Quand le diplôme masque l’inexpérience, par Julia de Funès
Cet été, en me laissant manipuler par un ostéopathe bardé de diplômes, je ne pensais pas seulement à mes vertèbres mais à la colonne vertébrale désormais désaxée de nos métiers. Les murs de son cabinet étaient tapissés de certificats attestant de formations et de spécialisations. Mais dans la pratique : gestes hésitants, diagnostic incertain, expérience mince. Le contraste était frappant, et le paradoxe saisissant.
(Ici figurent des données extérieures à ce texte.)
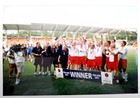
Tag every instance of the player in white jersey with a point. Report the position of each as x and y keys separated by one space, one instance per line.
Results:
x=74 y=56
x=98 y=55
x=113 y=61
x=82 y=55
x=91 y=63
x=123 y=60
x=19 y=61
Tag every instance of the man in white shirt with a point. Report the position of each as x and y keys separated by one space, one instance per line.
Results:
x=74 y=56
x=98 y=55
x=123 y=60
x=82 y=55
x=11 y=60
x=91 y=63
x=19 y=61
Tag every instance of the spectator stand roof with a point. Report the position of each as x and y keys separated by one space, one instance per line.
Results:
x=63 y=28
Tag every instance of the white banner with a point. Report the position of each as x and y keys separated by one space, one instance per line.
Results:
x=59 y=72
x=107 y=77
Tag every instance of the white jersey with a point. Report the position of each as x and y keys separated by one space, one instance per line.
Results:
x=82 y=50
x=19 y=57
x=107 y=52
x=98 y=51
x=11 y=61
x=111 y=56
x=91 y=54
x=123 y=50
x=74 y=51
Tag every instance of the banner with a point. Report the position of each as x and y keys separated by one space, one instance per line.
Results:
x=107 y=77
x=59 y=72
x=79 y=74
x=95 y=76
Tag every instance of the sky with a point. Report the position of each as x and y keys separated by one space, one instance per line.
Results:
x=97 y=13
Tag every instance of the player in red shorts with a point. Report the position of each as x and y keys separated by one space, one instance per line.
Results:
x=106 y=53
x=98 y=54
x=91 y=57
x=113 y=61
x=82 y=55
x=74 y=56
x=123 y=60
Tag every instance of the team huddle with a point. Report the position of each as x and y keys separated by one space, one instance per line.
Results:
x=81 y=54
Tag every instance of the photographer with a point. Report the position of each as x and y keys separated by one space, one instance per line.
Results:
x=19 y=61
x=11 y=60
x=38 y=60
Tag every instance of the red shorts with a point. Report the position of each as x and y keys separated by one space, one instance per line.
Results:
x=82 y=60
x=107 y=61
x=98 y=61
x=74 y=60
x=69 y=60
x=91 y=63
x=113 y=66
x=123 y=63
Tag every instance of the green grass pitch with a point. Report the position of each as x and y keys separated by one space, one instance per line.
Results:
x=48 y=85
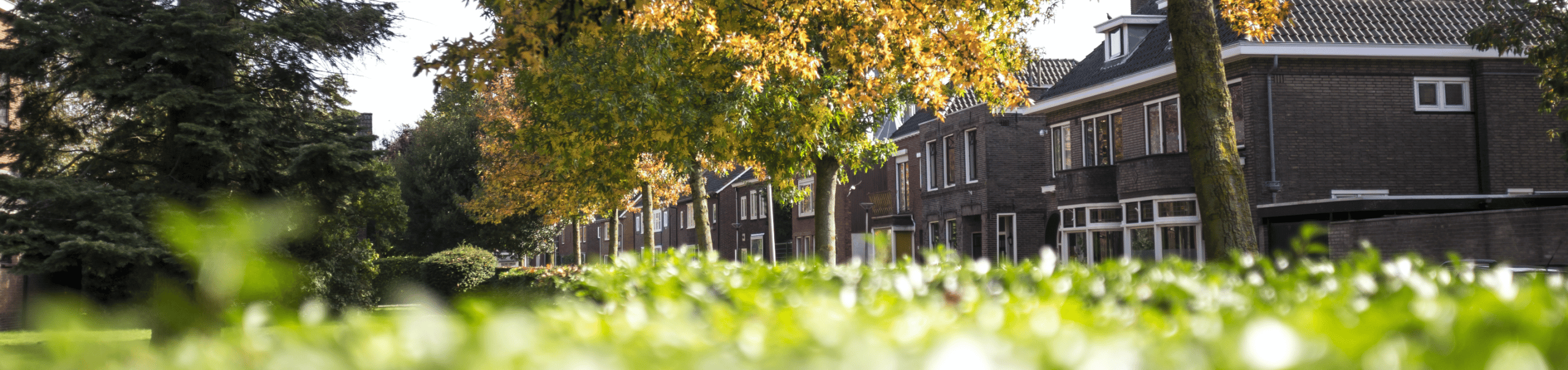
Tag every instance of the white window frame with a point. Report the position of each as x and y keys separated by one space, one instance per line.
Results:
x=690 y=215
x=948 y=176
x=1084 y=134
x=1060 y=143
x=971 y=170
x=808 y=206
x=1441 y=93
x=1121 y=35
x=1181 y=132
x=930 y=165
x=1012 y=234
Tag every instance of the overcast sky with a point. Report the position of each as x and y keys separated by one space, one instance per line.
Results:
x=390 y=88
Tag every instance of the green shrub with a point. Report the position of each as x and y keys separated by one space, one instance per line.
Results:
x=394 y=273
x=458 y=270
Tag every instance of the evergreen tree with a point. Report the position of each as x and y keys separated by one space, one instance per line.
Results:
x=438 y=168
x=179 y=101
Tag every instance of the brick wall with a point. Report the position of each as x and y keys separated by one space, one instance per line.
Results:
x=1523 y=236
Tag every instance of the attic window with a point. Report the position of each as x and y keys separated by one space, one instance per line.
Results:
x=1115 y=43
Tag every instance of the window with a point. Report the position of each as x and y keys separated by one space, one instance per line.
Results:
x=900 y=184
x=933 y=234
x=930 y=165
x=1104 y=215
x=807 y=204
x=690 y=220
x=949 y=156
x=1180 y=209
x=1099 y=138
x=971 y=173
x=1163 y=127
x=1139 y=212
x=1441 y=93
x=1115 y=43
x=952 y=234
x=1062 y=146
x=1006 y=237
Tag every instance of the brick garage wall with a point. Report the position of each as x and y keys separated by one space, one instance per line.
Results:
x=1523 y=236
x=1520 y=154
x=1351 y=124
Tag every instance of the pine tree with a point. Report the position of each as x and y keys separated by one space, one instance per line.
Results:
x=178 y=101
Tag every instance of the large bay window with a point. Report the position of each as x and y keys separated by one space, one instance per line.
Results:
x=1145 y=228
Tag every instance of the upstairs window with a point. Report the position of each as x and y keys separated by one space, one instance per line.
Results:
x=1441 y=93
x=1062 y=146
x=1099 y=138
x=1115 y=43
x=1163 y=126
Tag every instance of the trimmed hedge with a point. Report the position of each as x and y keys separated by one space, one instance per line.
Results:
x=458 y=270
x=394 y=273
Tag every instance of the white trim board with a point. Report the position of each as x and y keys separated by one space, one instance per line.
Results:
x=1270 y=49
Jadis, l’apprentissage des métiers manuels se faisait au contact de la matière, par répétition et correction patientes. Aujourd’hui, collectionner les diplômes semble être la priorité absolue. Il faut désormais une attestation pour masser, un agrément pour guider une séance de yoga, une certification pour pratiquer la sophrologie — comme si l’expérience du geste devait d’abord passer par l’administration avant de passer par la main. Le praticien n’est plus tant reconnu pour ce qu’il fait que pour le papier qui atteste de sa capacité à le faire, au risque de perdre le rapport immédiat et concret avec la chose.
A l’inverse, de nombreux métiers théoriques – ceux qui devraient convoquer la pensée exigeante – se contentent désormais de "pratiques". Philosophie, psychologie, littérature : tout un univers qui s’autorise parfois à délivrer des méthodes efficaces, sans être passé par l’exigence du concept. Le philosophe devient "praticien", le psychologue se mue en "conseiller bien-être", l’apprentissage de la littérature en "atelier d’écriture créative". On multiplie les outils, mais on s’exempte du travail lent et ingrat qu’exige la réflexion.
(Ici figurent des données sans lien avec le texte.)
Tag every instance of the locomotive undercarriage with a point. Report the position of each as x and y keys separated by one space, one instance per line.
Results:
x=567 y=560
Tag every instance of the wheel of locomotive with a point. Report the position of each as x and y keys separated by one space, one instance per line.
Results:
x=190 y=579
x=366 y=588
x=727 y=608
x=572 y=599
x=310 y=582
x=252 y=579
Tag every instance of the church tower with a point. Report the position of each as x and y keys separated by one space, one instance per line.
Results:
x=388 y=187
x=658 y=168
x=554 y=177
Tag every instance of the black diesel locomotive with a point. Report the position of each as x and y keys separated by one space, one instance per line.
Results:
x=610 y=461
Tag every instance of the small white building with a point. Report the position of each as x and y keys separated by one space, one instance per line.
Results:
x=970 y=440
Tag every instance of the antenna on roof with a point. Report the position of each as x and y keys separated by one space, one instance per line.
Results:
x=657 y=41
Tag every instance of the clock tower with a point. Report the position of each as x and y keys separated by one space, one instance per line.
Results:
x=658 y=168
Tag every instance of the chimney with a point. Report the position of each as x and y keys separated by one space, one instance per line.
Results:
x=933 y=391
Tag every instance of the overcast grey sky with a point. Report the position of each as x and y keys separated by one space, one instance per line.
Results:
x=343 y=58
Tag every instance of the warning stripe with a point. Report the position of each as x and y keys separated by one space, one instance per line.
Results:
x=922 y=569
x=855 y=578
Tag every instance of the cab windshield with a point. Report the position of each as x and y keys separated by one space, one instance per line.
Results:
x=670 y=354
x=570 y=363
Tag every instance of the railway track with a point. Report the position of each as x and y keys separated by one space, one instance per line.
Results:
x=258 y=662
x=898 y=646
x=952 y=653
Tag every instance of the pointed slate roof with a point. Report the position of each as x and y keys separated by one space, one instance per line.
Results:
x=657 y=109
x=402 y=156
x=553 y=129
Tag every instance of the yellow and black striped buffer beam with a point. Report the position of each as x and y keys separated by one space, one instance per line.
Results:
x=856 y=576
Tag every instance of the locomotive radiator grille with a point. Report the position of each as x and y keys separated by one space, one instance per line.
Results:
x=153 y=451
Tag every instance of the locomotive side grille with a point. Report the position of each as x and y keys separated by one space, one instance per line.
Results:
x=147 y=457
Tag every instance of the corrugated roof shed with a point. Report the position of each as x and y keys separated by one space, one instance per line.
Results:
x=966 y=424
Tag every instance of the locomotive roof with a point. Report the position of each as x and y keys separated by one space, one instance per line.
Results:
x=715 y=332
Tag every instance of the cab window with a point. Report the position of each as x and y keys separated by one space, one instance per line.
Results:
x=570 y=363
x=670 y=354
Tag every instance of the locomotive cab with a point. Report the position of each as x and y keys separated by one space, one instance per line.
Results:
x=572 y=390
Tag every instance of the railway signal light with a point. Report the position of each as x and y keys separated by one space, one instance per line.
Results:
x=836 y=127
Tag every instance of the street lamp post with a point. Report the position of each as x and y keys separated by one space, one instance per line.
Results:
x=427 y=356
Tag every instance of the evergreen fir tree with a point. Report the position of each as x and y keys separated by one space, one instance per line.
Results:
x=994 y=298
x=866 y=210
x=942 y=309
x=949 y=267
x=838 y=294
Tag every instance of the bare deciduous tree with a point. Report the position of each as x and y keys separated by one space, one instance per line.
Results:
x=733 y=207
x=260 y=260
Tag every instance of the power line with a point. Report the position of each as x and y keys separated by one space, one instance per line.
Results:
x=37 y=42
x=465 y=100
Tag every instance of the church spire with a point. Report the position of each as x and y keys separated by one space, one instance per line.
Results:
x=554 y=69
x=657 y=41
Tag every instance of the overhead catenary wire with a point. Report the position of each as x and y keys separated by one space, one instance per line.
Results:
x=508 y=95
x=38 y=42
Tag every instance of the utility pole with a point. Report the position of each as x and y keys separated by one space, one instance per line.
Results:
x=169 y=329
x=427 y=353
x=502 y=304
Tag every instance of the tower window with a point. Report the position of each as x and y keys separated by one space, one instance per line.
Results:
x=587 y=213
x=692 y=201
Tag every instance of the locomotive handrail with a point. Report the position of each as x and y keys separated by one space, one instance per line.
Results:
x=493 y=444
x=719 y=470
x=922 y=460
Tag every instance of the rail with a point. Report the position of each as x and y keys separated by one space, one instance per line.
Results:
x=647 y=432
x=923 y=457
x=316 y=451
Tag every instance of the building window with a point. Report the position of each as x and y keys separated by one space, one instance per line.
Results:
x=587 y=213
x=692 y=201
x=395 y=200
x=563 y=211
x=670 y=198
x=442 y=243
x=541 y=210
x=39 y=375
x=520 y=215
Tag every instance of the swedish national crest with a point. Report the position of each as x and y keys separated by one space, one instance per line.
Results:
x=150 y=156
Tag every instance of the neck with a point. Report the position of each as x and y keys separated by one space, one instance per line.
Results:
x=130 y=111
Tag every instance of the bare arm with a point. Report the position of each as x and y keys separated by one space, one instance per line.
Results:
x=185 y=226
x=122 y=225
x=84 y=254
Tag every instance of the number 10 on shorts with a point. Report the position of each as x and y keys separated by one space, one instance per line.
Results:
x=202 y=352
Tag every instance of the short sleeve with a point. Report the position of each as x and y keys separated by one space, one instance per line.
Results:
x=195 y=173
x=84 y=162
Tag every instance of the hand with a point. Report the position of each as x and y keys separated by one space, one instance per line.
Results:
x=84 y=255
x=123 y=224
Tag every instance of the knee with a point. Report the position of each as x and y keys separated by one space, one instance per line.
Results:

D’où vient ce curieux mélange des genres : des praticiens qui s’abritent derrière la théorie, et des théoriciens qui s’égarent complaisamment dans la pratique ? D’un côté, la montée en puissance de la bureaucratie a transformé toute compétence en diplôme. Le savoir-faire, qui s’apprenait jadis dans le temps long de l’expérience, se sanctionne désormais par un titre administratif. De l’autre côté, l’idéologie de l’efficacité immédiate a gagné les métiers intellectuels. Les concepts paraissant "hors sol", on leur préfère des "outils" pratiques, censés être applicables sans effort. La réflexion exigeant lenteur et rigueur se dissout dans la promesse de solutions rapides.
Une faillite du savoir et du savoir-faire
Si seulement nous parvenions par l’ajout de diplômes pour les métiers manuels et l’ajout de pratiques pour les métiers intellectuels à "rendre l’action réfléchie et la réflexion agissante" comme dit Bergson, ce serait une marque supplémentaire de compétence ! Mais l’usage qu’on fait de ce mélange des genres aujourd’hui n’est pas tant la preuve d’un surcroît de professionnalisme que celle d’un défaut de professionnalisme. On croit professionnaliser en accumulant des certificats ou des outils ; on ne fait en réalité que masquer l’absence de maîtrise véritable. Le diplôme pour les praticiens introduit une médiation bureaucratique entre le travailleur manuel et son œuvre, comme si l’acte concret ne suffisait plus à témoigner de sa compétence. La "pratique" pour les théoriciens introduit, elle, une médiation factice entre le penseur et sa tâche, comme si la réflexion n’avait plus de valeur sans gestuelle apparente.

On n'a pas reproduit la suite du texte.